Premature infants may have an immature hypothalamus-pituitary-thyroid (HPT) axis, which can lead to low thyroid hormone levels shortly after birth. These low levels might be temporary, but if high TSH levels persist, treatment with thyroid medication may be necessary. The exact need for thyroid hormone medication in premature infants is still uncertain.

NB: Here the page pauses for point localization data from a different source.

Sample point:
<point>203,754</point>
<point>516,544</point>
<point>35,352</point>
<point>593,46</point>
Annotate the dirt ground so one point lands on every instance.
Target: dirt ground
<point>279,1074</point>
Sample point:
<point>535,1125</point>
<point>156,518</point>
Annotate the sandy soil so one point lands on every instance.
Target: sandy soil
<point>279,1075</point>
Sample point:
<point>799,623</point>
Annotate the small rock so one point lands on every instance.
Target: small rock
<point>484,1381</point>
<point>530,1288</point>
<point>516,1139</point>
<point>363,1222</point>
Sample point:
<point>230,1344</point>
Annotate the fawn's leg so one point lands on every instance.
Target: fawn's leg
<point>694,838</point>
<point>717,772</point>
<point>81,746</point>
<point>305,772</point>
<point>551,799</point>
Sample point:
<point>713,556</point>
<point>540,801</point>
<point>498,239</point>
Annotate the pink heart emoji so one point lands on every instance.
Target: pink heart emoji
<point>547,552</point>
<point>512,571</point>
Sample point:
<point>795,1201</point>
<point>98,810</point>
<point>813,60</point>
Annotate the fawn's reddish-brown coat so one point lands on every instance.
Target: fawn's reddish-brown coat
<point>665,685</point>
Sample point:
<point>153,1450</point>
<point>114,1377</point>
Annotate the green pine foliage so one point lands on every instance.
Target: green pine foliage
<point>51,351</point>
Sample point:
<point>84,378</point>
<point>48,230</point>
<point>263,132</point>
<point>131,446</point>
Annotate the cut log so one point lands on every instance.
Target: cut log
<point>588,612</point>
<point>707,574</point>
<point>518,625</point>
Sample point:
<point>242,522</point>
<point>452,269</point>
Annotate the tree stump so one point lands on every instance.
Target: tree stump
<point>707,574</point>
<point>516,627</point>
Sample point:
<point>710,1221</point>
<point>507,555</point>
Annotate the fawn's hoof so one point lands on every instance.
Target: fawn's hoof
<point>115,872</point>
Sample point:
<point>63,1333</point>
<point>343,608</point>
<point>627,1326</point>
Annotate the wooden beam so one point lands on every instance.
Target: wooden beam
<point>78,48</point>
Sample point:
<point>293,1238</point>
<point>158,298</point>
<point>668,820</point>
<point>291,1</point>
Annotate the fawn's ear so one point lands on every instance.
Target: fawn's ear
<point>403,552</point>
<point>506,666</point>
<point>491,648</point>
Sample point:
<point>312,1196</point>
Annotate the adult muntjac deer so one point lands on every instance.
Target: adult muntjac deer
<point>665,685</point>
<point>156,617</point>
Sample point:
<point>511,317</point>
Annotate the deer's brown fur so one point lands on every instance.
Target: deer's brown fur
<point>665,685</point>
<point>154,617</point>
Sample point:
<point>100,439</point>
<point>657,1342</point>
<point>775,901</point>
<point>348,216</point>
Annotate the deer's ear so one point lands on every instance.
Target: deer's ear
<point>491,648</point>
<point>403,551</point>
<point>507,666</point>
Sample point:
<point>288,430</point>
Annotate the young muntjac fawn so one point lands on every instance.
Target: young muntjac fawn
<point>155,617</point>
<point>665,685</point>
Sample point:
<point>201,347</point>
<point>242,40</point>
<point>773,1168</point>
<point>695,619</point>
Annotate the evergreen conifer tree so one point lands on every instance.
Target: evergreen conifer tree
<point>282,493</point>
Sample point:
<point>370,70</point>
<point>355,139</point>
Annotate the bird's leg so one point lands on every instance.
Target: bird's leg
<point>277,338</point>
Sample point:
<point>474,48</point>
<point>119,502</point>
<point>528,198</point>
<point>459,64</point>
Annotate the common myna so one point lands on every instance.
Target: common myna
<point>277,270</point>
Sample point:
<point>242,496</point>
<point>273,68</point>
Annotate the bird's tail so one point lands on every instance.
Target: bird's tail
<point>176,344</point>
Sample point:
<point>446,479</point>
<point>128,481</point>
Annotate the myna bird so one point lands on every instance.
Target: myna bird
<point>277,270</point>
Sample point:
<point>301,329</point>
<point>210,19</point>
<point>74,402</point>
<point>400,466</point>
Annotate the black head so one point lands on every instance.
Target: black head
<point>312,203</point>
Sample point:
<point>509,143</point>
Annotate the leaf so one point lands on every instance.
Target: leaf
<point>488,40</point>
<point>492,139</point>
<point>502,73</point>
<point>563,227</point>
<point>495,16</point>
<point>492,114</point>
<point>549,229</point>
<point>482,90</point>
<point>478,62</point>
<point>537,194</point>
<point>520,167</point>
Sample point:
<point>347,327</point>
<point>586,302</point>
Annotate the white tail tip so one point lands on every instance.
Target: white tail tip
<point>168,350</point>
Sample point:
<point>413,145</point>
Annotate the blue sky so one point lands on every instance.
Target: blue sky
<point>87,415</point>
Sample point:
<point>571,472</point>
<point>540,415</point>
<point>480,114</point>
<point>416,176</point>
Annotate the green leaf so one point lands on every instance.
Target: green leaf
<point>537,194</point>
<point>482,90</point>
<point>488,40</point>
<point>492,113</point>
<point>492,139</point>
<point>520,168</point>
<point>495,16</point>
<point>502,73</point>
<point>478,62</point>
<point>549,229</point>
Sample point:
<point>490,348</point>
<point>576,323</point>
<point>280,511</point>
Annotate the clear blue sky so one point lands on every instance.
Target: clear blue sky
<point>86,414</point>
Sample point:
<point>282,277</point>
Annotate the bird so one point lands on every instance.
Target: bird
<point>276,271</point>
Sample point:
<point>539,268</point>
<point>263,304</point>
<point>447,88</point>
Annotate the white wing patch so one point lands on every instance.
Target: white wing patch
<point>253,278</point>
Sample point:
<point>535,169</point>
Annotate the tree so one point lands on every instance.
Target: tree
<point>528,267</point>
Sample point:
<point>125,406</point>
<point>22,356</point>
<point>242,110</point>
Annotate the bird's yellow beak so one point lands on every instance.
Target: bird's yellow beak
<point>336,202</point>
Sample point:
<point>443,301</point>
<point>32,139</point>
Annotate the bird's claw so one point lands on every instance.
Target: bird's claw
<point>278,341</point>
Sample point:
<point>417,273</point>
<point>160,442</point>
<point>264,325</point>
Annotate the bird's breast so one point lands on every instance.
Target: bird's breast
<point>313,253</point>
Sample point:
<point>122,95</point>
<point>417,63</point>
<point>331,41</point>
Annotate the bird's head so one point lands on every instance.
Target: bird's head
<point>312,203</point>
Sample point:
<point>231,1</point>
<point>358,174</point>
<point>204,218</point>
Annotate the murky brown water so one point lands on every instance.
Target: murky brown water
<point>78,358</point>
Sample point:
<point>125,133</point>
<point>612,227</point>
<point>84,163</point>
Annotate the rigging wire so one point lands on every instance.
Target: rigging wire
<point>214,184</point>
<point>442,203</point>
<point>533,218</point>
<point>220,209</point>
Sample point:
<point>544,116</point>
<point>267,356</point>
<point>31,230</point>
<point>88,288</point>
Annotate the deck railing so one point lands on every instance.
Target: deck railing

Signs and Symptoms of Congenital Hypothyroidism

Congenital hypothyroidism may not be immediately apparent, so many countries, including the U.S., screen newborns for this condition. Symptoms can include:

  • Jaundice

  • Poor muscle tone

  • Feeding difficulties

  • Slow or poor growth

  • Puffy face

  • Swelling around the eyes

  • Enlarged fontanelles (“soft spots”)

  • Excessive sleeping

  • Large, swollen tongue

  • Constipation

  • Cool, pale skin

  • Protruding belly button


Diagnosis and Treatment

Since the 1970s, neonatal screening programs have significantly improved outcomes for babies with congenital hypothyroidism. Diagnosis involves a heel prick blood test to measure T4 and TSH levels. Low T4 and high TSH levels indicate congenital hypothyroidism. A confirmatory blood test from a vein may be ordered before treatment begins.


Treatment for congenital hypothyroidism is similar to that for adults, involving daily thyroid hormone replacement medication to normalize hormone levels and support appropriate growth and development. Regular checkups with a pediatric endocrinologist are necessary as thyroid hormone requirements change with age.